A propos du J’accuse,
film de Roman Polanski, 2019
La polarisation du film de Roman Polanski sur le colonel Picquart est déstabilisante. Loin d’être centrée sur Dreyfus, elle met en exergue un point méconnu de l’affaire : comment un officier de carrière peut se défaire de la loyauté que l’armée a imprimée en lui ? Au fur et à mesure qu’il découvre la falsification des preuves qui ont condamnées Dreyfus, ce militaire vit un conflit de loyauté qui sera long à dénouer. Lui qui a voué sa vie à l’armée, lui qui y a gravi les échelons de la reconnaissance, qui a conquis la confiance de ses chefs, lui dont Dreyfus fut l’élève sans lui cacher son antisémitisme, voilà qu’il découvre (par le hasard d’une nomination au contre-espionnage) la gravité de la faute et ses conséquences : un innocent, fut-il juif, envoyé au bagne à la suite d’une grossière machination (le fameux « dossier secret » remis au conseil de guerre). Voilà qu’il en tient la preuve brûlante entre ses mains. Voilà qu’il a la révélation que l’écriture du fameux bordereau n’est pas celle de Dreyfus. Il aurait pu se taire comme ses chefs le lui ont conseillé. Se contenter de garder le silence, d’obéir aux ordres, l’armée n’est-elle pas ainsi ? Après tout, le coupable désigné par « la chose jugée » (on le lui a assez répété) n’est-il pas qu’un juif ! A partir du moment où il connait la vérité du cas Dreyfus, il ne déviera pas. Toute la question posée par ce film est là : où puisera-t-il l'énergie de s'arracher à une fusion devenue mortifère ? Et quelles ont été les étapes de cette rupture âpre et nécessaire ?
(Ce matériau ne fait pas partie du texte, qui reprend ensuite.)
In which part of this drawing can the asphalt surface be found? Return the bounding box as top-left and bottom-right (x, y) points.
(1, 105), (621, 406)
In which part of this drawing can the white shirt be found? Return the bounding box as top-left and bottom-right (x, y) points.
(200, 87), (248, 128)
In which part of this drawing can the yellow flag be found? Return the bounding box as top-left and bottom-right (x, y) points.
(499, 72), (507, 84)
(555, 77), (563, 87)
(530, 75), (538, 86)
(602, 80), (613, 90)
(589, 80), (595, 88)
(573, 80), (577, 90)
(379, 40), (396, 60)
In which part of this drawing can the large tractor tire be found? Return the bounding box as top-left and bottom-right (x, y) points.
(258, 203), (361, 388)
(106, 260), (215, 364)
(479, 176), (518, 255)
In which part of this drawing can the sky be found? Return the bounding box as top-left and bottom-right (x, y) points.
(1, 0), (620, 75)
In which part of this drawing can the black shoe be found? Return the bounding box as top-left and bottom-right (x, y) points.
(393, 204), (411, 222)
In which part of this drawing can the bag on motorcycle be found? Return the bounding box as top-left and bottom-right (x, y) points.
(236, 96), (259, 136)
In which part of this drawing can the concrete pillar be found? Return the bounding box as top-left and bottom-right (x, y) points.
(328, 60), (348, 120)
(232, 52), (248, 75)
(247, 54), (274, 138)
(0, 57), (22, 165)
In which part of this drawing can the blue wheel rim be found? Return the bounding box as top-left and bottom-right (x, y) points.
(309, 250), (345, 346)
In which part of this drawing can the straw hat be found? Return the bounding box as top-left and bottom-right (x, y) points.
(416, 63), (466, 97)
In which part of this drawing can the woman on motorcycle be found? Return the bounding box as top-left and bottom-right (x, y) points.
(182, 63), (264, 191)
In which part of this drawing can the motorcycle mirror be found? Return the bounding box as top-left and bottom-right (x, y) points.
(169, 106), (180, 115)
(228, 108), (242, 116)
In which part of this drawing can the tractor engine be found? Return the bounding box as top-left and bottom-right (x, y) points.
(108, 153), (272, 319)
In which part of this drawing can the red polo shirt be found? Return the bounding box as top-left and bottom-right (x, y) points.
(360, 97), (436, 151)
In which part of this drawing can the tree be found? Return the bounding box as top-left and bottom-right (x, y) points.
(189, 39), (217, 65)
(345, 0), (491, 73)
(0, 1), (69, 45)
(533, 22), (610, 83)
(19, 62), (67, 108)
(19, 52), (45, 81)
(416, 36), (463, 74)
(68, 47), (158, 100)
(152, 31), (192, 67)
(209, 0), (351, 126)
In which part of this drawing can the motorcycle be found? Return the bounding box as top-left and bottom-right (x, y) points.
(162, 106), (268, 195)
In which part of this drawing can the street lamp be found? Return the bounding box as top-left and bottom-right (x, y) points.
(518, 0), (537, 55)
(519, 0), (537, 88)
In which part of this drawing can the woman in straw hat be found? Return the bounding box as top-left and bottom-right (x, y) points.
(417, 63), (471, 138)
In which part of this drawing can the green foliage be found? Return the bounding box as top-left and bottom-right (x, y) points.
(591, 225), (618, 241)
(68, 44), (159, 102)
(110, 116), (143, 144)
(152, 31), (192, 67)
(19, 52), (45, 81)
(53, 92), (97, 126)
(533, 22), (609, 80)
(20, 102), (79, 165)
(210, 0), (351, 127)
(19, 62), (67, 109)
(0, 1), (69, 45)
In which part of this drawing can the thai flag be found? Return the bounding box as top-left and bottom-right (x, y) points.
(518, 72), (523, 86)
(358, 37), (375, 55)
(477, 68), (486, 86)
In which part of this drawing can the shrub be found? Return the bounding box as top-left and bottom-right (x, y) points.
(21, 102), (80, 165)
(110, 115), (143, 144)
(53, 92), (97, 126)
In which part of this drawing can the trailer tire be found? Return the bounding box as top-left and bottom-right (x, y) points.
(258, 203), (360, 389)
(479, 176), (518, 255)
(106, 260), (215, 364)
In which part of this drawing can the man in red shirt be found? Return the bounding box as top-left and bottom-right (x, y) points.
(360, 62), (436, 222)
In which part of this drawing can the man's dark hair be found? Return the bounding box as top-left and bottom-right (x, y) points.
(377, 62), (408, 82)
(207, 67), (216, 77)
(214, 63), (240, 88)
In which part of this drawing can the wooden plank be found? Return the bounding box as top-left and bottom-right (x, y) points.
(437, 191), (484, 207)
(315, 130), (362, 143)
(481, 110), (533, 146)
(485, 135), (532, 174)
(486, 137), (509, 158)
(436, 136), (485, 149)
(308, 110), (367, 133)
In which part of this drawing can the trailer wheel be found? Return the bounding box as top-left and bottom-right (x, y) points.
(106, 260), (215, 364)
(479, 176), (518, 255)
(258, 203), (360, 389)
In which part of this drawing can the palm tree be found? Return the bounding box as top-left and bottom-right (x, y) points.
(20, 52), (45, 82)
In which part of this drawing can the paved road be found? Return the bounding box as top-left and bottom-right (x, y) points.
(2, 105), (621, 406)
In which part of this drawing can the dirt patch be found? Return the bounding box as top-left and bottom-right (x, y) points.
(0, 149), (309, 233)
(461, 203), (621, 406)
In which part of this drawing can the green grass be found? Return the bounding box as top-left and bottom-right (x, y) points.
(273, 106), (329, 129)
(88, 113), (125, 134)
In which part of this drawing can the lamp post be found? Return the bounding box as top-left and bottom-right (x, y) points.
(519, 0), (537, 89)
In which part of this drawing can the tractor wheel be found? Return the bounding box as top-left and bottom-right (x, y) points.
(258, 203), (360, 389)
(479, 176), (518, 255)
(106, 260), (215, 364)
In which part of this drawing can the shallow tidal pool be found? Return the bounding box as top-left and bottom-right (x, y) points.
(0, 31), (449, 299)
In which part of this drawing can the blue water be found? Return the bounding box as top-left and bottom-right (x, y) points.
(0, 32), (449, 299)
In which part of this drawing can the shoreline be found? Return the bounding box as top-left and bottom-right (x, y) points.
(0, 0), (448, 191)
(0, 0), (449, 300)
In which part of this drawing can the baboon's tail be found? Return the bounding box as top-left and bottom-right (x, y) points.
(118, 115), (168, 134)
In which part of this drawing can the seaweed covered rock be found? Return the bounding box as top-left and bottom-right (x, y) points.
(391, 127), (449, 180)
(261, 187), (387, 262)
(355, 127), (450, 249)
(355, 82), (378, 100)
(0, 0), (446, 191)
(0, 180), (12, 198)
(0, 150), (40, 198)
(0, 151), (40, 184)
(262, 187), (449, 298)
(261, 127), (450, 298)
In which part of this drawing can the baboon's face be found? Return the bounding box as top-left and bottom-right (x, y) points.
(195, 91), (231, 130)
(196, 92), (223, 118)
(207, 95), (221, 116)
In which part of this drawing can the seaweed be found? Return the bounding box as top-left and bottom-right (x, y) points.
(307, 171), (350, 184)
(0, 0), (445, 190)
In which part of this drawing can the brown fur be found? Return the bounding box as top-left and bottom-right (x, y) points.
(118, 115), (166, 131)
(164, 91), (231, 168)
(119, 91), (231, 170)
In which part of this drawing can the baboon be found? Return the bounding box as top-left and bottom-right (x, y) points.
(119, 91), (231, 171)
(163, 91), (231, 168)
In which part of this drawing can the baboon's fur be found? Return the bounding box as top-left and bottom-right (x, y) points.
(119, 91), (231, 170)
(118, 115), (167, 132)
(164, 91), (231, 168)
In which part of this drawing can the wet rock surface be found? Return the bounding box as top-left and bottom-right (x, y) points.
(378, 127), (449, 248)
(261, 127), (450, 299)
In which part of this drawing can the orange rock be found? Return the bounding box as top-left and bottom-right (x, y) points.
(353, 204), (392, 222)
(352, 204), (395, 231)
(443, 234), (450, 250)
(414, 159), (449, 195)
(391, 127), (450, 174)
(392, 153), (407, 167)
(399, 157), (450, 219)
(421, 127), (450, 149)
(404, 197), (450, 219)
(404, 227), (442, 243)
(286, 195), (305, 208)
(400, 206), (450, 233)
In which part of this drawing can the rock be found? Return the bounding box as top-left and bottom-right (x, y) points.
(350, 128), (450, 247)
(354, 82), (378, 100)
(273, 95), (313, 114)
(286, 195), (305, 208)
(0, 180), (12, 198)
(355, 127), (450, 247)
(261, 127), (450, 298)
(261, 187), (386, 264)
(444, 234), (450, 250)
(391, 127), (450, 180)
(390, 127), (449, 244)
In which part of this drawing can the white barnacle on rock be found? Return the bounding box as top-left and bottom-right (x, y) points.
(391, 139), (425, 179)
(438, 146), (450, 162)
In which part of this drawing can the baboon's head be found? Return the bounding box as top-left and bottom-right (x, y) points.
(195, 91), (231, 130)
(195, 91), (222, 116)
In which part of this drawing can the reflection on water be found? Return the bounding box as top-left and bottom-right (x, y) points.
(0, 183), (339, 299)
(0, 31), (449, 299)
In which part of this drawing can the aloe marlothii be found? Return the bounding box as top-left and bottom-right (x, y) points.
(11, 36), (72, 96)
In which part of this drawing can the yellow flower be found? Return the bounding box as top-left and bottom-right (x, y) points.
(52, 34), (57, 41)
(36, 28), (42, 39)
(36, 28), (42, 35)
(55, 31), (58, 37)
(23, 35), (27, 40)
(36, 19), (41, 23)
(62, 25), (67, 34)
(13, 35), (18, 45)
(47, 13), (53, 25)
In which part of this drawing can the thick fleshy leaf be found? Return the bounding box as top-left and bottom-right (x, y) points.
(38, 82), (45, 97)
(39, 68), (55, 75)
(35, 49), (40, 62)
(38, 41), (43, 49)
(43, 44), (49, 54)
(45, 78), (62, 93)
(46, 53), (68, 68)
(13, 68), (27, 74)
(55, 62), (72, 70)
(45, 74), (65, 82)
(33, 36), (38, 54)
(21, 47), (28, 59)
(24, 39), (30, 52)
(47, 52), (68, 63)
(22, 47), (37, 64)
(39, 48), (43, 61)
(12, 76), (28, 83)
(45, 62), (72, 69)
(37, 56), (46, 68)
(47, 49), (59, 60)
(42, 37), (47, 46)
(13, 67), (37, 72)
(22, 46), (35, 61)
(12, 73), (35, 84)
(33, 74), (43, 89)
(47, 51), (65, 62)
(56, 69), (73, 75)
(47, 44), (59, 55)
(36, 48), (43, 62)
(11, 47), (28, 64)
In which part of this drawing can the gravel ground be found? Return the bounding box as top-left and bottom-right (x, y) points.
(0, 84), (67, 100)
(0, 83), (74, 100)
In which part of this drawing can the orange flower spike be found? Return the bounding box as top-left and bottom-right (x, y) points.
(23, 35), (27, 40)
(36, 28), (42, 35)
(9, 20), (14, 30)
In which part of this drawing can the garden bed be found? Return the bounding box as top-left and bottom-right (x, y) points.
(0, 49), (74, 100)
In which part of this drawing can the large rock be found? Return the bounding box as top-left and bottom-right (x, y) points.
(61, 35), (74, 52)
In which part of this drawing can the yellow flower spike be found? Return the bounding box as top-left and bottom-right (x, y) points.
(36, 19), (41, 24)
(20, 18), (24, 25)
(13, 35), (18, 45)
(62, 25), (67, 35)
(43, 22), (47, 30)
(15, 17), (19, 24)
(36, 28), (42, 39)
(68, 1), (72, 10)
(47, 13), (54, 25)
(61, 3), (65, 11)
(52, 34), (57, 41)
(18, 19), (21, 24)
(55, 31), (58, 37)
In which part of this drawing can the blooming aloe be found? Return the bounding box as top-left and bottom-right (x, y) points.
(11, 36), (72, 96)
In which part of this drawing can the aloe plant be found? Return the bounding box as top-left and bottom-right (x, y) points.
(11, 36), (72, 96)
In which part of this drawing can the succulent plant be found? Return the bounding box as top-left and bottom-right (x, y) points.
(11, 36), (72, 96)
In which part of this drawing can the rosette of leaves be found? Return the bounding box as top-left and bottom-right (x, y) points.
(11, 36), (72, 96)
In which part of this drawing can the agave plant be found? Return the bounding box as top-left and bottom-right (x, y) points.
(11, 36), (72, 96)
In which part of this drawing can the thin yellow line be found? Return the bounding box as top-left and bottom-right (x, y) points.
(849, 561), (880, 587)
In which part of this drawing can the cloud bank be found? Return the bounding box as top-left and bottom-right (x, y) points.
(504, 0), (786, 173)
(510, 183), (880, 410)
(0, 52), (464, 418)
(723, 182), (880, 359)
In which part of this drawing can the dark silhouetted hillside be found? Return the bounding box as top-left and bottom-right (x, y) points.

Saint cyrien cultivé Picquart n’a pas une conscience morale pétrie par l’armée. Son institution ne le possède pas en entier. Il peut faire un écart, la considérer comme faillible, l’espérer meilleure qu’elle n’est. Muni de sa découverte, il va voir respectueusement tous ces généraux, ces chefs d’état major, dans leurs châteaux, leurs bureaux, leurs palais. Il veut leur faire partager sa conviction : rétablir la vérité. A ces hommes, ses chefs, même son ministre, cette vérité fait peur. C’est le premier ébranlement de sa loyauté. Le clan fait bloc, se rétracte, l’intimide (scène glaçante de la comparution de Picquart devant un conclave de généraux). Toutes les portes se ferment devant lui. Pire, il se heurte à l’alliance du commandant Henry (son adjoint) et du général Gonse (son supérieur) pour étouffer l’affaire. « Si vous n’en parlez pas qui en parlera ? » Son chef d’état-major (de Boisdeffre) lui ordonne d’obéir à sa hiérarchie. Fermé le ban. Il est muté. Picquart, à ce stade, reste loyal et accepte le prix du silence. En bon soldat, il se plie à la sanction.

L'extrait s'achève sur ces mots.